Not only should the challenger not want to pay compliments to his opponent when trying to beat him, but the fact is, Obama is NOT a nice guy. He enjoys mocking his opponents, using violent metaphors, slandering his opposition, shaking his fist at the people whose paychecks subsidize his record debts, and plotting his revenge on the nation that made him rich.
Why do Republicans feel obligated to call him a nice guy? Even more, why do they feel obliged to beat up on other Republicans (a debate in Florida with Romney calling Newt Gingrich an “influence peddler” comes to mind), while calling Obama a nice guy. Calling Obama a nice guy does you no favors: it projects weakness, appeasement, and desperation to be liked by people who will never like you (John McCain come to mind for some reason).

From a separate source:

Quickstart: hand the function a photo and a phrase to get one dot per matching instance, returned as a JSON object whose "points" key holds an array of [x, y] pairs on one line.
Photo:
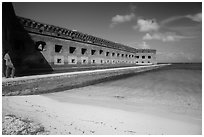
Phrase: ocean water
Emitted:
{"points": [[177, 87]]}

But of course, the reason for this nightmare is that for an entire year, we were told that Romney was “electable”. Remember, if anyone other than Romney was nominated, we would lose. I remember people not liking it on the night of the New Hampshire primary saying that the “electable” candidate never wins. Sadly, I was proven right again.
As we saw with John McCain and Bob Dole: nominating someone who thinks he is obligated to tell the world that his opponent is a nice guy is a recipe for losing an election.
A second lesson for conservatives: do not fail to take the Senate.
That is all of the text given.